Jo felt the tight grip she’d kept on her outrage loosening as she saw what an infotainment spectacle this was all being turned into. She saw shots of the crowds gathering on the beach, the camera picking out the placards being held up. ‘The wages of sin is death,’ said one. ‘Bleed for your sins Witherson,’ said another, while a third opted simply for ‘Burn baby burn’.

There seemed little doubt that the networks were going to broadcast the event itself, ostensibly for the eyes of the bomber, but Jo couldn’t help choking on the irony. These were the same terrestrial channels on which you couldn’t use the word ‘fuck’ or show some bare tits.

Like the guy who’d shouted, Jo wished they could turn it off. She wished she could take a walk around to part of the boat where there wasn’t a TV screen. But she couldn’t, no more than any of the eighty‐
seven others on the Ugly Duckling. Because whatever assurances they had been given, they knew they weren’t getting off the bomb‐
rigged hulk until they saw Maddy Witherson actually do this.

‘A Worldwide TV special in suicide‐
vision, courtesy of Daaahn‐
yeeeel Corbeee! Wooh!’ Vern said, clapping his hands. ‘Hey, c’mon man, you’re missin’ your own show,’ he added. Nate glanced up and rolled his eyes. Vern was slapping Corby on the back and pointing to the TV screens, but Corby wasn’t watching, having limited his activities to dangling limply from a rope tied over one of the basement’s ceiling beams.

Liskey had commissioned Nate for the hit because Corby knew him. They figured he wasn’t going to be in much of a mind to open the door to strangers, and that night he was unlikely even to answer the doorbell, so Nate had phoned ahead. Corby was happy for Nate to come round and enjoy the show; in fact happy wasn’t even close. It must have been eating Corby alive that he had pulled all this shit off but couldn’t tell anyone about it. Showing off his handiwork to sympathetic Militia members had probably made him come in his shorts. And if what they say is true, he’d have come in them again when Vern suddenly slung a noose around his neck and hauled him up.

‘Shit, this is for real,’ Vern said, staring at the identical images on the six TV screens set up around the desk. Add the three computer monitors and they were probably getting more radiation off this gig than Liskey would planting the nukes. ‘The porno broad’s really goin’ through with it, look.’

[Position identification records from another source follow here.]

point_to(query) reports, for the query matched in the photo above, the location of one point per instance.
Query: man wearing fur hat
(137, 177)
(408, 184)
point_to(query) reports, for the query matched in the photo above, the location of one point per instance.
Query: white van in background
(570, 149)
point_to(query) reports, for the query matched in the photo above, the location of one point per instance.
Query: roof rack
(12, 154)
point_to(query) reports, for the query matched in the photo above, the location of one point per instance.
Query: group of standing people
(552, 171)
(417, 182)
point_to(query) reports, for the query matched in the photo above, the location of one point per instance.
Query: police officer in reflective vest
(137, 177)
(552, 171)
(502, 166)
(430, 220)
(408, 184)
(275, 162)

‘Well, I’m kinda busy right now, Vern, but I’m sure it’s real exciting,’ Nate told him, his fingers rattling impatiently across the keyboard. The guy’s set‐
up was a nightmare of mutated technology: self‐
customised boards, chips and cards all wired up to each other like they had been built by the fucking Borg. It served as a worrying reminder that Corby had probably forgotten more about computers than Nate had ever learned – and much of what he had learned he had learned from Corby. Nate was supposed to be wiping anything that could connect the guy to the Militia or St John, but it was almost literally like walking through a minefield: Corby himself had told him the system was booby‐
trapped. If you tried screwing around with the detonator control programme, you’d set off the bomb on the Ugly Duckling. Same went if the computer detected a change in the signals coming from his TV cameras, so the cops couldn’t loop in a fake shot while they evacuated the boat. Same went if you shut down the system or if you wiped the whole thing.